Top 10 Things to do in Albuquerque

Written by on June 5, 2013 in NM Attractions - Comments Off on Top 10 Things to do in Albuquerque

Albuquerque, population 840,000, is a city of modern high-tech industry and research, but retains strong roots to the past. From the ancient rock carvings of the Native Americans who lived here for thousands of year, from the Spanish of settled next in New Mexico, through to modern day, the city is alive with history, heritage and wonderful things to see and do.

Sandia Peak Tramway
Sandia Peak Tramway will amaze and thrill you! The aerial tramway transports you above deep canyons and breathtaking terrain for a distance of 2.7 miles — the world’s longest passenger aerial tramway. From the observation deck atop Sandia Peak (elevation 10,378 feet) you will overlook Cibola National Forest and 11,000 square miles of the Rio Grande Valley, also known as the Land of Enchantment. Some claim the view is similar to looking down from an airplane on scenic tour.

Albuquerque Biological Park
The Albuquerque Biological Park is a terrific, kid-friendly place to enjoy while visiting the Southwest. The park is comprised of four different attractions — the Albuquerque Aquarium, the Rio Grande Botanic Garden, the Rio Grande Zoo and Tingley Beach. Linked by two narrow gauge trains — the Rio Line travels between the Aquarium & Botanic Garden, Tingley Beach and the Zoo, and the Thunderbird Express loops through the Zoo — the four attractions will provide days of fun for your family.

Albuquerque International Balloon Festival
Every year during the first week of October, the skies over New Mexico, bloom with color as the balloons from the Albuquerque International Balloon Festival take to the air. Nothing rivals the grander of these gentle giants as they ascend into the deep blue desert skies or fill the night sky with glowing, illuminated shapes.

New Mexico Museum of Natural History and Science
Located in Albuquerque, New Mexico, the Museum of Natural History and Science offers a wonderful journey of exploration and learning. Meet New Mexico’s giant dinosaurs, walk through a volcano or explore the solar system. The core of the museum’s exhibits is called Time Tracks, a journey through billions of years of New Mexico’s natural history, from the formation of the universe to the present day.

Sandia Man Cave
About 25 miles outside of Albuquerque in the Cibola National Forest & National Grasslands, Sandia Man Cave is a unique slice of history in New Mexico. Remnants of early man have been found in the cave, from stone tools, spearheads, basket scrap and sandals, to the bone of ancient ice age animals like mastadons.

Rio Grande Nature Center State Park
ocated on the central Rio Grande River flyway, in Albuquerque, New Mexico, the Rio Grande Nature Center State Park is a fun place to view the thousands of birds (dozens of species) that migrate south for the winter. The park is home to Canadian geese, Sandhill Cranes and various species of ducks and other waterfowl. The 4,300-acre Rio Grande Nature Center State Park extends offers terrific hiking, nature watching, picnicking, workshops, seasonal classes and more.

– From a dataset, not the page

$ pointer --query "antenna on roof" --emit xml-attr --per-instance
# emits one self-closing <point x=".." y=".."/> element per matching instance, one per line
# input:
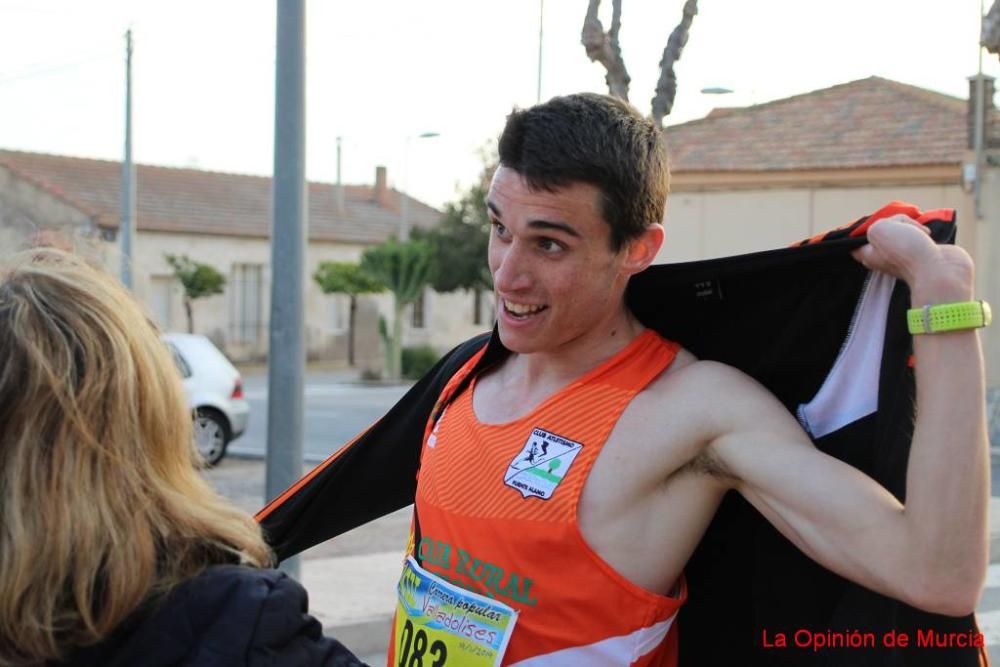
<point x="126" y="224"/>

Petroglyph National Monument
Named for the Native American rock art (petroglyphs) that dot the park, Petroglyph National Monument is a rugged reminder of the ancient lava flows and volcanic activity that once rocked the land. The cooled lava makes a wonderful canvas for early dwellers to leave their mark — from birds and snakes to star and spirals and more. The black boulders with their coating of desert patina handsomely frame the lighter stone painstaking chipped out by ancient artists using nothing but stone hammers.

Old Town
Native American and Spanish cultures have helped shaped the lovely central plaza and Old Town sections of Albuquerque. The cobblestone streets pass by brightly colored adobe huts that now house art galleries, studios, restaurants, boutiques and shops. The Church of San Felipe de Neri, the oldest building in Albuquerque, nestled in this neighborhood. Also in the heart of Old Town is the Albuquerque Museum of Art & History.

Indian Pueblo Cultural Center
The Indian Pueblo Cultural Center preserves the history and heritage of the Native American Pueblo people who lived, played, worked and loved through New Mexico. The facility boasts art, cultural events, lectures, workshops and much more.

El Malpais and El Morro National Monuments
El Malpais means “the bad country” in Spanish, so named by the Conquistadors who had to detour around the rough terrain. This area lives up to its name with more than 590 square miles of razor-sharp black lava flows, the landscape is inhospitable, but beautiful.

In Spanish, it is called El Morro — the headland — because that is what is resembles, a headland rising above the desert rather than the ocean waves. In English, it is referred to as “inscription rock” because travelers throughout time have stopped to leave their mark on the stone.